Using full 3D, it's pretty easy. You're simply moving & rotating the camera relative to a textured quad or flat mesh.
Using pixels only, it's more challenging. The mapping formula is available on Wikipedia:
Mode 7 graphics are generated for each pixel by mapping screen coordinate \$r\$ to background coordinate \$r'\$ using an affine transformation and sampling the corresponding background color. The 2D affine transformation is specified for each scanline by 6 parameters; \$a,b,c, d\$ define the matrix \$M\$, while \$x_0\$ and \$y_0\$ define the vector \$r_0\$ locates the origin of the matrix transformation and is related to a translation vector. Specifically, screen coordinate \$r\$is translated to the origin coordinate system, the matrix is applied, and the result is translated back to the original coordinate system to obtain \$r'\$. In 2D matrix notation, this is written as:
$$r'=M(r-r_0)+r_0 \\
\begin{bmatrix}
x' \\
y'
\end{bmatrix} =
\begin{bmatrix}
a & b \\
c & d
\end{bmatrix}
(
\begin{bmatrix}
x \\
y
\end{bmatrix} -
\begin{bmatrix}
x_0 \\
y_0
\end{bmatrix}) +
\begin{bmatrix}
x_0 \\
y_0
\end{bmatrix}
$$
All arithmetic is carried out on 16-bit signed fixed point numbers, while all offsets are limited to 13 bits. The radix point is between bits 7 and 8.

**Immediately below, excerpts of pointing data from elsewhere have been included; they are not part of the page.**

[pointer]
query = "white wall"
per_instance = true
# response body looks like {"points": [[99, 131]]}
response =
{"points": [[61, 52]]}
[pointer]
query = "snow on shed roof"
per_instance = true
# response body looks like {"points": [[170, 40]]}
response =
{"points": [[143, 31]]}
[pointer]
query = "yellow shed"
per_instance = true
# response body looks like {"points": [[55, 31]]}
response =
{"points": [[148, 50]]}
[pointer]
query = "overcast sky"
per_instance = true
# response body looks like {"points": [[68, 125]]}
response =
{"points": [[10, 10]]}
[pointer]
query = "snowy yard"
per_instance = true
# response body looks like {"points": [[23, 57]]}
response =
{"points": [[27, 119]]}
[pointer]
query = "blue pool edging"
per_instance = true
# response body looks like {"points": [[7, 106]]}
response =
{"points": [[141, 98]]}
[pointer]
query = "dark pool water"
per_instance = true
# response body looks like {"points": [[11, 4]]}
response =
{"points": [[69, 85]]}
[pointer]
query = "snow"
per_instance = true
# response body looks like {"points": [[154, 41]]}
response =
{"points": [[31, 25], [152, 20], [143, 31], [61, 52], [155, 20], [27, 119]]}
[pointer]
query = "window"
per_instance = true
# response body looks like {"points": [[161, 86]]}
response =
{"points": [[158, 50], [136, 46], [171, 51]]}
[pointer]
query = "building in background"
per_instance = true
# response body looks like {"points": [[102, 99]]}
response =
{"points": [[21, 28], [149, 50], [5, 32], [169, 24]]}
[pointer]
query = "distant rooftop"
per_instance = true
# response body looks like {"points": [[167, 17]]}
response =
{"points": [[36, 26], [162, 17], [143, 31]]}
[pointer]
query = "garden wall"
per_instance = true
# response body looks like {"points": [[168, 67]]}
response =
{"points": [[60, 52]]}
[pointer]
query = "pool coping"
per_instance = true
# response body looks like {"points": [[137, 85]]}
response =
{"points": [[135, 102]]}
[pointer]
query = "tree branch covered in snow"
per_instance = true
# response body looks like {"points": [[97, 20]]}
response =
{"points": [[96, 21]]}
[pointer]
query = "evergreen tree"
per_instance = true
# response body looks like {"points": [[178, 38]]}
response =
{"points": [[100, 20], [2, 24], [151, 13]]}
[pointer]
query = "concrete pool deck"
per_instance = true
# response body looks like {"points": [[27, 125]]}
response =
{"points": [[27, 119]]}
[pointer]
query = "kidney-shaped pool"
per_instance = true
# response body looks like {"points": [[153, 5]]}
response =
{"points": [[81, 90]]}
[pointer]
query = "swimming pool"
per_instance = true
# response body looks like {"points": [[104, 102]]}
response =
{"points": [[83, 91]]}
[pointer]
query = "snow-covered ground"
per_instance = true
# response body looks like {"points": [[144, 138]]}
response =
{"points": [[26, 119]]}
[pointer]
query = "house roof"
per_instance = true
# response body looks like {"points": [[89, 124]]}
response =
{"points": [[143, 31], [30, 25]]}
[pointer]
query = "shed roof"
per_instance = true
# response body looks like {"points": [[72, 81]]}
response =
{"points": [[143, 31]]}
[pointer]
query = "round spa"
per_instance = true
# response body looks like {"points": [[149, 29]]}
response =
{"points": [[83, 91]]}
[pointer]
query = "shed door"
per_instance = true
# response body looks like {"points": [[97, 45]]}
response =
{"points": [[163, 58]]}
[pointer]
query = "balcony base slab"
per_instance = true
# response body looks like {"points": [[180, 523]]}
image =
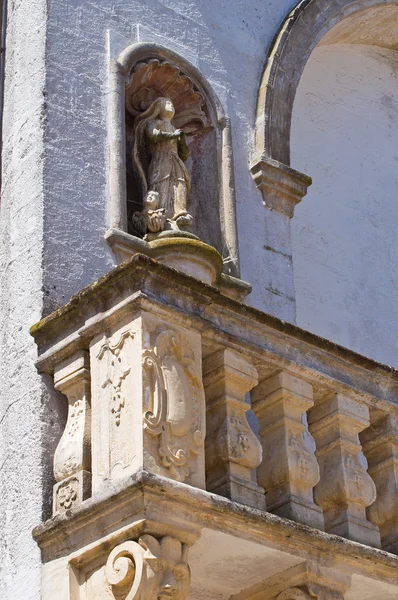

If you're looking at the historical, pixel manipulation method, it's worth mentioning that the original implementation had some rounding errors that resulted in visual artifacts - the output looked somewhat blocky & had visual artifacts:

The above was taken from this video clip.
As to which approach you should use - only you can answer that. That depends on your time, interest, skills, constraints and other things not covered in the question & beyond the scope of GDSE recommendations. My advice would be to consider the pros & cons of those factors & choose accordingly.